Fine-tune LLMs on your Mac with Apple Silicon
Prototype locally, scale to cloud. Same code, just change the import.
Fine-tune Locally
Train LLMs on M1–M5 Macs natively with Apple’s MLX framework. No cloud GPU required.
Unified Memory
Access up to 512GB unified RAM on Mac Studio. Load larger models than discrete GPU VRAM allows.
Same API as Unsloth
Write once, run on Mac or CUDA. Just change the import line—your training code stays the same.
Export Anywhere
Save to HuggingFace format, GGUF for Ollama and llama.cpp, or merged weights for deployment.
One import change. That’s it.
Your Unsloth training scripts work on Apple Silicon with a single line change.
from unsloth import FastLanguageModel
from trl import SFTTrainer, SFTConfig
from mlx_tune import FastLanguageModel
from mlx_tune import SFTTrainer, SFTConfig
Rest of your code stays exactly the same.
Up and running in minutes
A complete fine-tuning pipeline in under 20 lines.
from mlx_tune import FastLanguageModel, SFTTrainer, SFTConfig
from datasets import load_dataset
# Load any HuggingFace model (1B model for quick start)
model, tokenizer = FastLanguageModel.from_pretrained(
model_name="mlx-community/Llama-3.2-1B-Instruct-4bit",
max_seq_length=2048,
load_in_4bit=True,
)
# Add LoRA adapters
model = FastLanguageModel.get_peft_model(
model,
r=16,
target_modules=["q_proj", "k_proj", "v_proj", "o_proj"],
lora_alpha=16,
)
# Load a dataset
dataset = load_dataset("yahma/alpaca-cleaned", split="train[:100]")
# Train with SFTTrainer (same API as TRL!)
trainer = SFTTrainer(
model=model,
train_dataset=dataset,
tokenizer=tokenizer,
args=SFTConfig(
output_dir="outputs",
per_device_train_batch_size=2,
learning_rate=2e-4,
max_steps=50,
),
)
trainer.train()
# Save (same API as Unsloth!)
model.save_pretrained("lora_model") # Adapters only
model.save_pretrained_merged("merged", tokenizer) # Full model
Get MLX-Tune
Using uv (recommended)
uv pip install mlx-tune
Using pip
pip install mlx-tune
From source (development)
git clone https://github.com/ARahim3/mlx-tune.git
cd mlx-tune
uv pip install -e .
Requirements
| Hardware | Apple Silicon Mac (M1 / M2 / M3 / M4 / M5) |
| OS | macOS 13.0+ |
| Memory | 16 GB+ unified RAM (32 GB+ for 7B+ models) |
| Python | 3.9+ |
Supported trainers
All trainers use native MLX — no subprocess calls or CUDA wrappers.

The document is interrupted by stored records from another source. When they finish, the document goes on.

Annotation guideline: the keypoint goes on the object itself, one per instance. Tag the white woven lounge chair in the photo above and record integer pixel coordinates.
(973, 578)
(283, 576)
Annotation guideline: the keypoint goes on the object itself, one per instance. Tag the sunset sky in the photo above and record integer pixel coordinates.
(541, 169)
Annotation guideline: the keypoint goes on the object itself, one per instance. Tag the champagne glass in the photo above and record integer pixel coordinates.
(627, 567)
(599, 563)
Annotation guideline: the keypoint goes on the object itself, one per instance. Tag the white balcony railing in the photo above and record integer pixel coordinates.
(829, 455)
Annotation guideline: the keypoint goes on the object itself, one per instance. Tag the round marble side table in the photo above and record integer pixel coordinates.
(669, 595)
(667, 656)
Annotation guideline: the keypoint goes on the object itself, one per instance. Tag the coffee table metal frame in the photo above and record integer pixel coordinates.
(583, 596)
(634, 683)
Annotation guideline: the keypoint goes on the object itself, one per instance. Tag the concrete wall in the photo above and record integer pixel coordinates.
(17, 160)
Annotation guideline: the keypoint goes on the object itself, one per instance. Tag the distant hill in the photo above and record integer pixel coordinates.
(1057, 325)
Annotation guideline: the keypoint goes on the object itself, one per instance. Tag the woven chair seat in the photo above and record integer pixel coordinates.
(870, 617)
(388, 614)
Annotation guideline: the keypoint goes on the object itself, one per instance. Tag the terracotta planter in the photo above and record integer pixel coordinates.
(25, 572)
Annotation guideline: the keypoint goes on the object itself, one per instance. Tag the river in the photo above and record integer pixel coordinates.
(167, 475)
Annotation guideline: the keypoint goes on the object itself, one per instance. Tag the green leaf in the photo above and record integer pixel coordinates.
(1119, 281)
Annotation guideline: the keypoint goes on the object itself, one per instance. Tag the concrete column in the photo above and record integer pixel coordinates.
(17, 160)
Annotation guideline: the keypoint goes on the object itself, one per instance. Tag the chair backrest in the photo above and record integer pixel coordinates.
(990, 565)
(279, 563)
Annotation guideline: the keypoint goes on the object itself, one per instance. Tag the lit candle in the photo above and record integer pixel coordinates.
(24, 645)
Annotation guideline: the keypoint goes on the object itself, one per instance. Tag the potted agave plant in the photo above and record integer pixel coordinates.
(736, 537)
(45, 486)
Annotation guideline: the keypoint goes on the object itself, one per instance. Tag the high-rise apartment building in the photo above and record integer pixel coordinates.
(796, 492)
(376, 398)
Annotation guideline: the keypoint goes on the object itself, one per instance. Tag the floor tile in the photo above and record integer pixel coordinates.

| Method | Trainer | Use Case |
|---|---|---|
| SFT | SFTTrainer |
Instruction fine-tuning |
| DPO | DPOTrainer |
Preference learning |
| ORPO | ORPOTrainer |
Combined SFT + odds ratio preference |
| GRPO | GRPOTrainer |
Reasoning with multi-generation (DeepSeek R1 style) |
| KTO | KTOTrainer |
Kahneman-Tversky optimization |
| SimPO | SimPOTrainer |
Simple preference optimization |
| VLM SFT | VLMSFTTrainer |
Vision-Language model fine-tuning |
MLX-Tune vs Unsloth
| Feature | Unsloth (CUDA) | MLX-Tune |
|---|---|---|
| Platform | NVIDIA GPUs | Apple Silicon |
| Backend | Triton Kernels | MLX Framework |
| Memory | VRAM (limited) | Unified (up to 512 GB) |
| API | Original | 100% Compatible |
| Best For | Production training | Local dev & large models |
MLX-Tune is not a replacement for Unsloth. It’s a bridge: prototype on your Mac, then deploy to CUDA with the original Unsloth for production training.